2 – Conhecendo os seus discípulos, e conhecendo-nos, Jesus prepara-os para a Sua ausência, garantindo que não os deixará sós, abandonados, perdidos. Jesus reconhece a tristeza por esse momento de separação, quando for morto e quando for elevado para o Céu. Agora o vosso coração está inundado de tristeza, porque Eu vou partir e por vos ter dito estas coisas, mas logo transbordareis de alegria, porque voltarei para junto de vós, enviar-vos-ei o Espírito Santo que vos falará de Mim, que falará do Pai; vou para junto do Pai, vou preparar-vos um lugar, em casa de Meu Pai há muitas moradas, para que onde Eu estou, estejais vós também.
Porquanto, é a hora da partida, que dá lugar ao envio e ao compromisso com o Evangelho. Jesus foi morto e, ao terceiro dia, ressuscitou e apareceu aos Seus discípulos! Chegou a hora de partir, em definitivo, para a direta de Deus Pai. As aparições apaziguaram os discípulos, ainda que a dúvida prevaleça em alguns deles, pensando tratar-se de um fantasma ou achando que estão a delirar. Na Galileia, no monte que lhes indicara, Jesus aproxima-Se e os discípulos adoraram-n’O, mas a dúvida permanece em alguns.
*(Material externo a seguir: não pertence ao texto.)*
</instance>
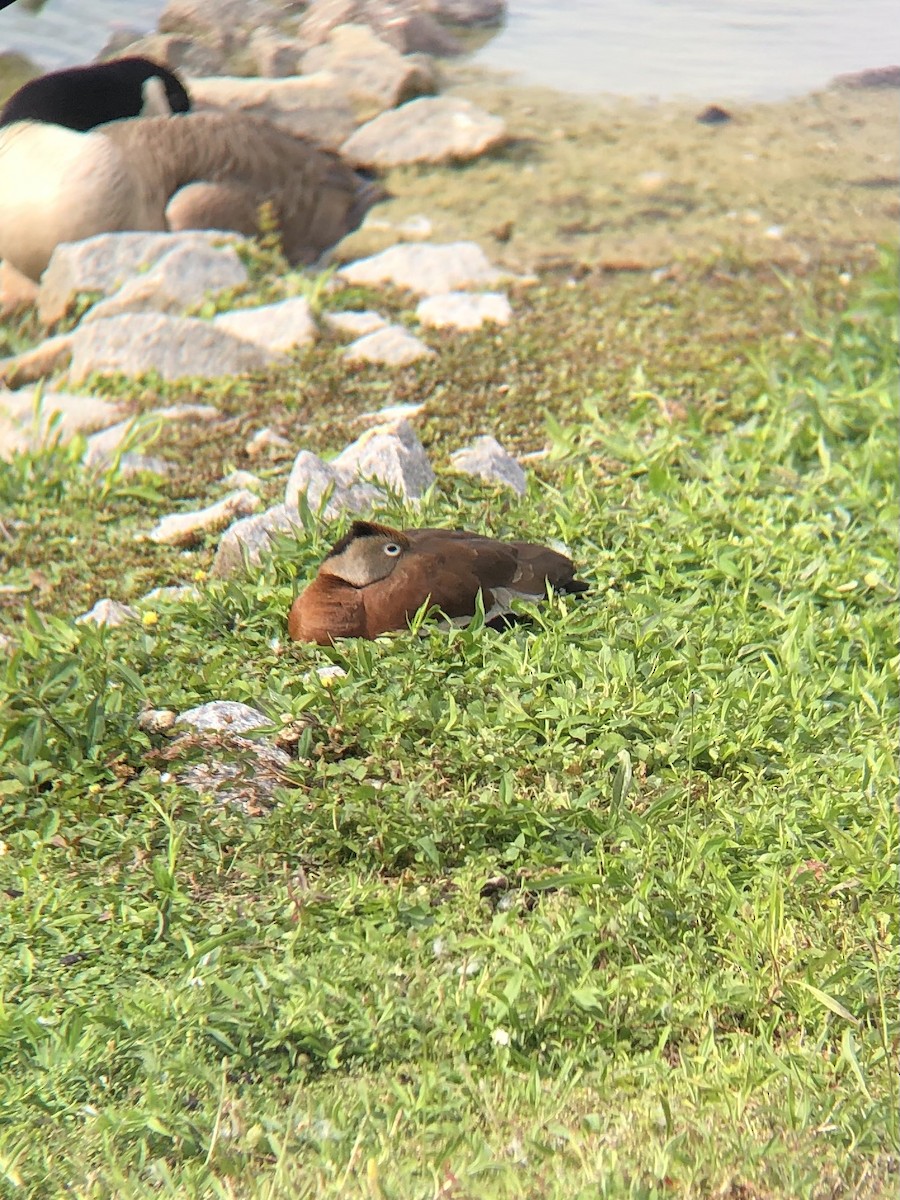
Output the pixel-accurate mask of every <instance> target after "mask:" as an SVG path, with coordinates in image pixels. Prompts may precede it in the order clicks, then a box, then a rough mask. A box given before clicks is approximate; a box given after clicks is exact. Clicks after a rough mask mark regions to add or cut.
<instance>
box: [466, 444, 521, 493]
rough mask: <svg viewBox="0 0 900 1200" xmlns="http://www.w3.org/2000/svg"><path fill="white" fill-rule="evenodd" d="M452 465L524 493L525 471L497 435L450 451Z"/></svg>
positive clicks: (471, 474)
mask: <svg viewBox="0 0 900 1200" xmlns="http://www.w3.org/2000/svg"><path fill="white" fill-rule="evenodd" d="M450 462H451V464H452V467H454V468H455V469H456V470H458V472H462V473H463V474H464V475H476V476H478V478H479V479H484V480H486V481H487V482H490V484H503V485H504V486H505V487H511V488H512V491H514V492H518V494H520V496H524V493H526V486H527V485H526V473H524V472H523V470H522V468H521V466H520V464H518V463H517V462H516V460H515V458H514V457H512V455H511V454H510V452H509V451H508V450H505V449H504V448H503V446H502V445H500V443H499V442H498V440H497V438H492V437H490V436H485V437H480V438H475V440H474V442H473V443H472V444H470V445H467V446H463V448H462V449H461V450H456V451H455V452H454V454H451V455H450Z"/></svg>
Seria expectável, como o fizera em dia de Páscoa, que Jesus os dissuadisse pelas palavras e mostrando as marcas da Paixão. Porém, para Jesus esse tempo passou. A fé amadurece também na dúvida e na incerteza do que acontecerá no futuro. A fé implica a confiança em Deus, no Seu poder e no Seu amor. Nos momentos de dúvida é deixar-se ir e confiar. É como quando entras na água, num rio ou no mar, se estás em dificuldade em te manteres a nadar, mais vale descansar, serenando, boiando, do que esbracejar, pois estás a gastar energias, a entrar em lógica de pânico e isso só te leva ao fundo. Confia, Jesus não te deixa só, não te deixa ir ao fundo.
Jesus dá um passo em frente, envia-os e compromete-os com a Sua missão. Agora será com eles. «Todo o poder Me foi dado no Céu e na terra. Ide e ensinai todas as nações, batizando-as em nome do Pai e do Filho e do Espírito Santo, ensinando-as a cumprir tudo o que vos mandei. Eu estou sempre convosco até ao fim dos tempos».
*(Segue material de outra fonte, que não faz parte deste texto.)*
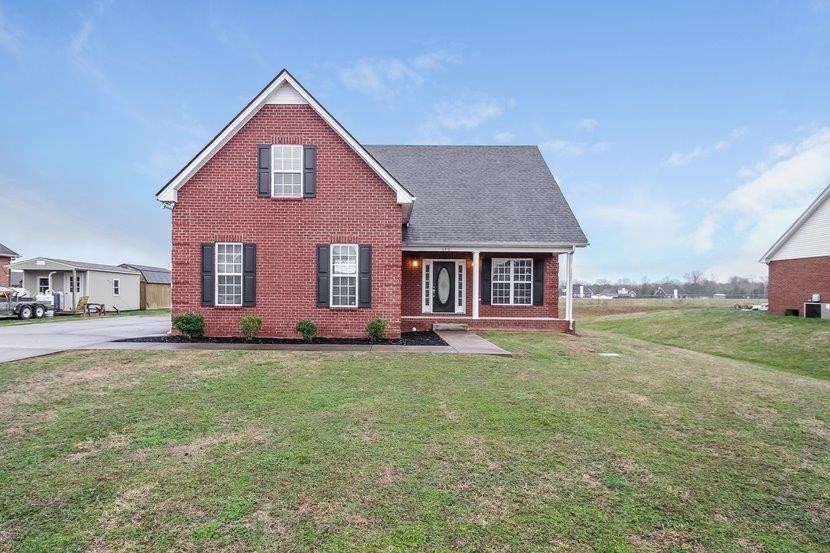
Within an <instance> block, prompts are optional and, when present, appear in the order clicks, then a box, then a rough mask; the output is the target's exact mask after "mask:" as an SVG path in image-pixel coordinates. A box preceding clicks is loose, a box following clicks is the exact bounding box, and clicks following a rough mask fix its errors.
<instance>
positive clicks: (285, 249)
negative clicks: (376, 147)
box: [172, 104, 402, 337]
mask: <svg viewBox="0 0 830 553" xmlns="http://www.w3.org/2000/svg"><path fill="white" fill-rule="evenodd" d="M276 143H287V144H314V145H316V146H317V197H316V198H303V199H290V200H286V199H272V198H259V197H257V186H256V183H257V145H258V144H276ZM401 217H402V214H401V207H400V206H398V205H397V204H396V203H395V193H394V192H393V191H392V190H391V189H390V188H389V187H388V186H387V185H386V184H385V183H384V182H383V181H382V180H381V179H380V178H379V177H378V176H377V175H376V174H375V173H374V171H372V169H371V168H370V167H369V166H368V165H366V163H365V162H364V161H363V160H362V159H361V158H360V157H359V156H358V155H357V154H356V153H354V151H352V149H351V148H350V147H349V146H348V145H347V144H346V143H345V142H343V140H342V139H341V138H340V137H339V136H338V135H337V134H336V133H335V132H334V130H332V129H331V128H330V127H329V126H328V125H327V124H326V123H325V122H324V121H323V120H322V119H321V118H320V117H319V116H318V115H317V114H316V113H315V112H314V110H313V109H312V108H311V107H310V106H305V105H272V104H268V105H265V106H263V108H262V109H261V110H260V111H259V112H258V113H257V114H256V115H254V117H253V118H252V119H251V120H250V121H249V122H248V123H247V124H246V125H245V126H244V127H243V128H242V129H240V131H239V132H238V133H237V134H236V135H235V136H234V137H233V138H231V139H230V141H228V143H227V144H225V146H224V147H223V148H222V149H221V150H220V151H219V152H217V153H216V154H215V155H214V156H213V158H212V159H211V160H210V161H208V162H207V163H206V164H205V166H204V167H202V169H201V170H199V172H198V173H196V175H194V176H193V178H191V179H190V181H189V182H188V183H187V184H186V185H185V186H184V187H182V188H181V190H179V193H178V202H177V203H176V205H175V207H174V208H173V233H172V234H173V236H172V238H173V240H172V241H173V288H172V303H173V313H174V314H177V313H184V312H195V313H202V314H203V315H204V316H205V319H206V323H207V329H206V331H207V334H208V335H210V336H237V335H239V334H240V331H239V319H240V317H242V316H244V315H257V316H259V317H262V321H263V332H262V335H263V336H273V337H297V333H296V332H295V331H294V325H295V324H296V322H297V321H298V320H300V319H312V320H314V321H315V322H316V323H317V325H318V327H319V333H320V335H321V336H330V337H354V336H365V327H366V323H367V322H368V321H369V320H371V319H374V318H379V317H380V318H384V319H387V320H388V321H389V336H390V337H397V336H399V335H400V314H401V286H400V276H401V222H402V220H401ZM204 242H246V243H247V242H250V243H255V244H257V262H256V271H257V272H256V286H257V296H256V306H255V307H202V306H201V303H200V299H201V290H200V276H201V275H200V244H202V243H204ZM319 243H327V244H328V243H349V244H371V245H372V307H371V308H368V309H329V308H318V307H316V245H317V244H319Z"/></svg>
A partida de Jesus gera o envio e a missão dos discípulos, na certeza de que Ele permanece connosco, sempre, até ao fim.
3 – Nos Atos dos Apóstolos, o seu segundo livro, são Lucas faz-nos olhar para o Céu e para a terra, com implicações mútuas. A meta é o Céu, mas a terra é a oportunidade de chegarmos ao Céu. Os pássaros não voam nas alturas sem a atração, a gravidade, da terra. A terra, o chão é essencial, mas também a força da gravidade. Só assim o voo é estável e só assim é possível voltar a casa, de contrário, os pássaros desapareceriam na estratosfera.
Depois do Evangelho, onde narrou “todas as coisas que Jesus começou a fazer e a ensinar, desde o princípio até ao dia em que foi elevado ao Céu, depois de ter dado, pelo Espírito Santo, as suas instruções aos Apóstolos que escolhera”, são Lucas decide escrever sobre os primeiros tempos da Igreja, acompanhando a ação evangelizadora e a implantação de comunidades cristãs.
A Ascensão de Jesus faz a ligação aos dois livros, Evangelho e Atos dos Apóstolos, sublinhando que agora os apóstolos têm ao seu encargo a missão de Jesus, cabe-lhes anunciar o Evangelho a toda a criatura.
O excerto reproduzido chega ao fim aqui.